Im 14. Jahrhundert verbreitete sich der Ars-Nova-Musikstil in ganz Europa und es entstanden neue Formen der Musikkomposition. Eine der wichtigsten davon war die Motette, eine polyphone Komposition, die mehrere Texte und Sprachen verwendete. Motetten wurden häufig bei religiösen Zeremonien verwendet und wurden im Laufe der Zeit immer komplexer und aufwändiger.
Im 15. Jahrhundert begann die Renaissance und die klassische Musik erlebte eine weitere Zeit tiefgreifender Veränderungen. Die Renaissance war eine Zeit des erneuten Interesses an klassischer Bildung und Kunst, was große Auswirkungen auf die Musik hatte. Komponisten begannen, Musik zu schreiben, die mehr von der Musik des antiken Griechenlands und Roms inspiriert war, und sie begannen auch, mit neuen musikalischen Formen und Techniken zu experimentieren.

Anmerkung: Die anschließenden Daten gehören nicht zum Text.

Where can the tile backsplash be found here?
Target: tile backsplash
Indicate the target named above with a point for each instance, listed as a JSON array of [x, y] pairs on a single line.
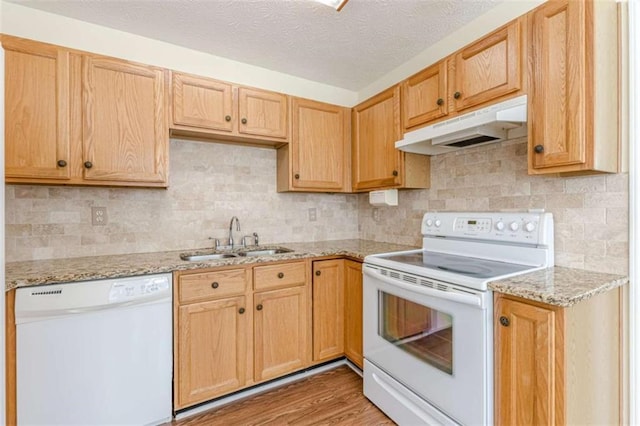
[[591, 213], [210, 183]]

Eine der bedeutendsten Figuren in der Geschichte der klassischen Musik der Renaissance war Johannes Ockeghem. Ockeghem war ein flämischer Komponist, der einige der komplexesten und schönsten polyphonen Werke seiner Zeit schrieb. Sein Werk hatte großen Einfluss auf spätere Komponisten wie Josquin des Prez und Palestrina.

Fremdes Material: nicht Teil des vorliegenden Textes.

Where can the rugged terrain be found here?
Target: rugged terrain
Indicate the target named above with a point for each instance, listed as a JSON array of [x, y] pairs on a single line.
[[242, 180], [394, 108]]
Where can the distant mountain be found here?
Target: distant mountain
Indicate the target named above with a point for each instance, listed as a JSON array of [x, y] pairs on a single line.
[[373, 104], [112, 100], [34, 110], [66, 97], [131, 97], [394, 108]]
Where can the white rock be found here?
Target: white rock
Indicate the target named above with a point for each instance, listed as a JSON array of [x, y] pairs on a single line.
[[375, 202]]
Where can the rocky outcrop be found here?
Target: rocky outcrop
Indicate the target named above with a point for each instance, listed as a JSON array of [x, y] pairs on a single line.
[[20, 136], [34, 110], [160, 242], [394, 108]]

Im 16. Jahrhundert kam es zur protestantischen Reformation, die einen erheblichen Einfluss auf die klassische Musik hatte. In vielen protestantischen Kirchen wurde polyphone Musik verboten, weil sie als zu komplex und kunstvoll galt. Dies führte zur Entwicklung eines neuen Musikstils namens Homophonie, der eine einzige Melodielinie mit Akkorden verwendete. Homophonie wurde in vielen protestantischen Kirchenliedern verwendet und erfreute sich auch in der weltlichen Musik zunehmender Beliebtheit.
Im 17. Jahrhundert begann die Barockzeit und die klassische Musik erlebte eine weitere Phase rasanter Entwicklung. Der barocke Musikstil zeichnete sich durch starke Kontraste, dramatische Melodien und komplexe Rhythmen aus. Komponisten wie Johann Sebastian Bach, Georg Friedrich Händel und Antonio Vivaldi schrieben im Barock einige der berühmtesten und beliebtesten Werke der klassischen Musik.

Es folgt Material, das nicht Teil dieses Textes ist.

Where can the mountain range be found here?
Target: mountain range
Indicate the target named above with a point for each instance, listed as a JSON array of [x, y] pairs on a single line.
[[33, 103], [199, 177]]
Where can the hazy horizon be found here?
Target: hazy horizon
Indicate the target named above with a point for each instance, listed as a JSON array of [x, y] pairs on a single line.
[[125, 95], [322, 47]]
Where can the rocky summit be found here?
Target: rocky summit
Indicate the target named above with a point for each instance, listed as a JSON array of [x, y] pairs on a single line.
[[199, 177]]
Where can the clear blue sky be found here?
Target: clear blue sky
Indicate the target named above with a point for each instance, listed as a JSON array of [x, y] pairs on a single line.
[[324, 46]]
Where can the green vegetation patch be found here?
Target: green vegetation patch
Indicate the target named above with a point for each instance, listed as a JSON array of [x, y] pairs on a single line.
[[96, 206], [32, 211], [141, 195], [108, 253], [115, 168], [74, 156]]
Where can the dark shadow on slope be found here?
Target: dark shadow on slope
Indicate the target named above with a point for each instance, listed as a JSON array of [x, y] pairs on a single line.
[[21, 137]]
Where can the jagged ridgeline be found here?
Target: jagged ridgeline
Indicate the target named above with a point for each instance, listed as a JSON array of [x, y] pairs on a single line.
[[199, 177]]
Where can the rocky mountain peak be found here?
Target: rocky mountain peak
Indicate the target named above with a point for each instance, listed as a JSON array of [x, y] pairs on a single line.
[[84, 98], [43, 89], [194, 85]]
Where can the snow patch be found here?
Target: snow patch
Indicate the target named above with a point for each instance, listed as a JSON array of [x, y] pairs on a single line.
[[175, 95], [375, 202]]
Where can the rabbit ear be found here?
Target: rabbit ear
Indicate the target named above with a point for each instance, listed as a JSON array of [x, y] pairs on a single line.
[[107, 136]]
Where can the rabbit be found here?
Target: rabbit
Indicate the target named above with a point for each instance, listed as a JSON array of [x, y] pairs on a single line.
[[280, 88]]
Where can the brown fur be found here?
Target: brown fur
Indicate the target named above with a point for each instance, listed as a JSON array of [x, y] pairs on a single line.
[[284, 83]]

Im 18. Jahrhundert begann die Klassik und die klassische Musik nahm einen raffinierteren und eleganteren Stil an. Der klassische Musikstil zeichnete sich durch die Verwendung klarer Melodien, einfacher Harmonien und ausgewogener Strukturen aus. Komponisten wie Wolfgang Amadeus Mozart, Joseph Haydn und Ludwig van Beethoven schrieben während der Klassik einige der berühmtesten und beliebtesten Werke der klassischen Musik.
Im 19. Jahrhundert begann die Romantik und die klassische Musik erlebte eine weitere Zeit tiefgreifender Veränderungen. Der romantische Musikstil zeichnete sich durch die Verwendung starker Emotionen, dramatischer Melodien und komplexer Harmonien aus. Komponisten wie Franz Schubert, Frédéric Chopin und Robert Schumann schrieben während der Romantik einige der berühmtesten und beliebtesten Werke der klassischen Musik.
Im 20. Jahrhundert entwickelte sich die klassische Musik weiter und es wurden neue Stile und Techniken erforscht. Komponisten wie Igor Strawinsky, Béla Bartók und Arnold Schönberg schrieben einige der berühmtesten und beliebtesten Werke der klassischen Musik des 20. Jahrhunderts.
Auch heute noch genießen Menschen auf der ganzen Welt klassische Musik. Es handelt sich um eine reiche und vielfältige Tradition, die sich im Laufe der Zeit weiterentwickelt und verändert hat und weiterhin Publikum jeden Alters inspiriert und erfreut.